Monday, January 28, 2008

Quotes From Around Yon Blogosphere

What accounts for all this talk of unity and bipartisanship and non-ideological problem solving? Speechwriters have no end of hoary terms of uplift to choose from. There's "individualism" and "family," "values" and "faith." So why are unity and competence so crucial to this year's message?

The short answer is that the candidates have no other choice. Washington these days is rived by partisanship, but that's not necessarily anything new or even particularly worrisome. In Washington, partisanship is like the San Francisco fog; it rolls in, hangs out for a while, and everyone goes about their business. The problem is, in this case, it's created total, impenetrable gridlock.

So, though elections are usually about what is to be done, this campaign has been unusually focused on whether it is in fact possible to get anything done. That's why you have Clinton touting her governmental experience and legislative skill, Obama emphasizing his unifying presence and talent for achieving consensus, Romney reminding voters that he once rendered the Olympics profitable, Unity '08 swearing that all we need is a bipartisan ticket, Bloomberg promising to be as good at governing as he was at getting rich, and so on and so on.

The problem is that hearing all these presidential hopefuls pledge to end gridlock is a bit like having a friend promise to fix my toilet by checking under the hood of my car. Analytically, it's misguided.

-- EZRA KLEIN

The Kennedy dynasty is over, but its heirs may play a significant role in ensuring that the Clintons’ never materializes.

-- ROBERT STEIN

That's the question that I think Democrats need to mull as we move forward to February 5. Do we want a leader in November who builds a broad coalition, or one whose campaign smugly derides a state like South Carolina and the victor of that state's primary by noting (with a fair amount of distortion, naturally) that Jesse Jackson won the state twice? One who flees a loss with a terse written statement, or one who competes for every vote?

-- SHAMANIC

[Obama] is challenging Democratic primary voters, regardless of race or gender, to make an historic decision of their own. In the weeks ahead, they have to decide for themselves whether fealty to the Clintons (and their hardball brand of politics) is still the operative impulse. Tribal loyalties die hard, however, and while many Democrats are clearly afflicted with Clinton fatigue, there is still a sense, among many others, that the hardball tactics now being directed at Obama would stand the party in good stead when redirected this autumn against the Republicans.
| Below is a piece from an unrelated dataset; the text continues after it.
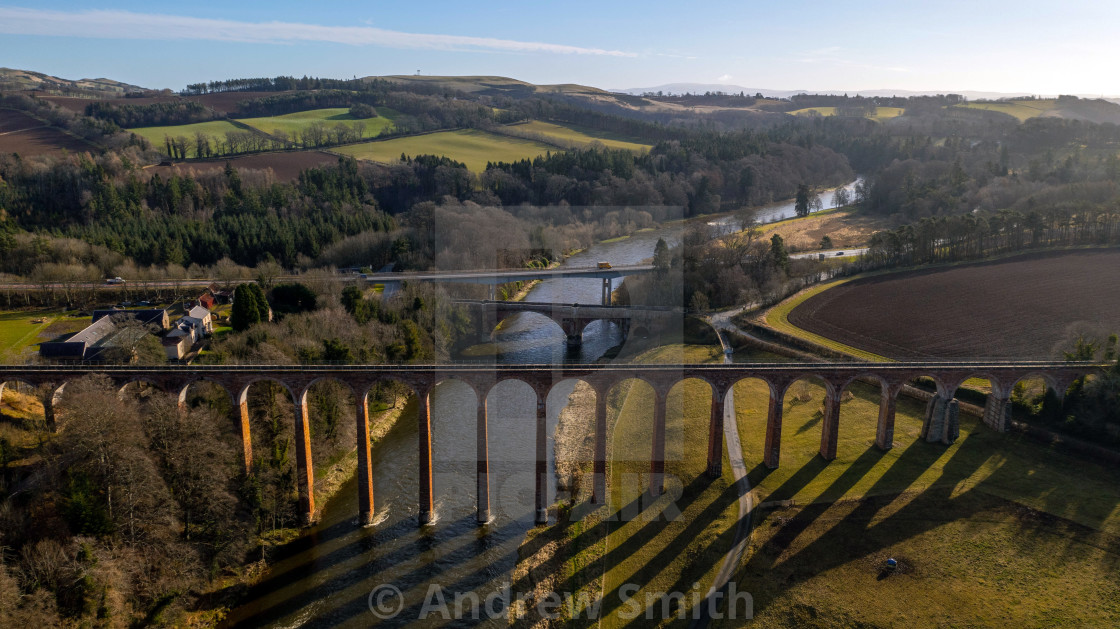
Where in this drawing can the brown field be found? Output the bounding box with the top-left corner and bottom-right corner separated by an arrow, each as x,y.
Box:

Unlike Clinton and especially Edwards, the Obama message is about unity, not divisions; and hopes rather than grievances. If Obama wins the Democratic nomination, Republicans have a great deal to fear. He has tremendous break-out potential.


I spent Monday afternoon rewatching the last four episodes of the sixth season of The West Wing. I was simultaneously depressed and angered that fiction was so much closer to what this nation needs, and aspires to, than reality (an inversion of the usual Hollyweed treatments); and impressed that the writers managed to anticipate a disturbingly likely scenario for this summer’s Democratic (and, for that matter, Republican) National Convention.

-- C.E. PETIT

Michelle Malkin . . . wants a real man to run for President. She wants someone who will not be afraid to deport all the illegal immigrants and kiss away the Latino vote for generations or to tell people who have lost their homes to "suck it up" and get used to living in the street, and has turned her blog into a personal ad for the man of her dreams. "I need a man," she writes. "A man who can say 'No.' . . . A man who won't panic in the face of economic pain. A man who won’t succumb to media-driven sob stories. A man who can look voters, the media, and the Chicken Littles in Congress in the eye and say the three words no one wants to hear in Washington: "Suck. It. Up." But so far it looks like Malkin's desire for a real man has gone unquenched and she will have to make do with her husband.

-- JON SWIFT

Only small-minded people think [Donald] Rumsfeld is other than a great American and patriot, though of course a contrroversial one. He continues to deserve the respect and thanks of the American people.